An Empirical Study On The Impact Of Supply Chain Finance On Enterprise Innovation Performance Based On The Mediating Effect Of Supply Chain Concentration
DOI:
https://doi.org/10.53555/ks.v12i4.1886Keywords:
Supply chain finance, Enterprise innovation performance, Supply chain concentration, Enterprise innovation, Supply chain cooperation relationshipsAbstract
Supply chain finance (SCF) is a crucial factor in driving supply chain development as it focuses on the flow of funds within the supply chain. In the realm of digital finance, companies engage in innovative research and development and participate in supply chain finance to secure stable and sufficient funds. This paper conducts a theoretical study on SCF, supply chain concentration(SCC), and enterprise innovation performance(EIP), and presents theoretical models and hypotheses.
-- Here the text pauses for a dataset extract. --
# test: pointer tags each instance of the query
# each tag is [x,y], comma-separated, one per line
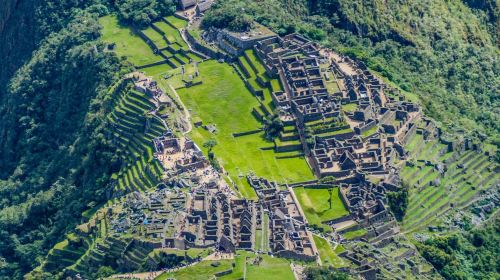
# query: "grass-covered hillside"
[446,52]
The empirical analysis in this article utilizes data from A-share listed companies in Shanghai and Shenzhen, China, spanning from 2011 to 2020, employing a fixed effects model. The results showed that: (1) SCF has a positive and significant impact on EIP; (2)SCC acts as a complete intermediary in the relationship between SCF and EIP. The results offers practical insights for enterprises to assess the value of supply chain cooperation relationships, enhance supply chain financial service capabilities, and improve the economic benefits of enterprise innovation. The results also provide guidance for organizational transaction relationship management between supply chain partners in practice.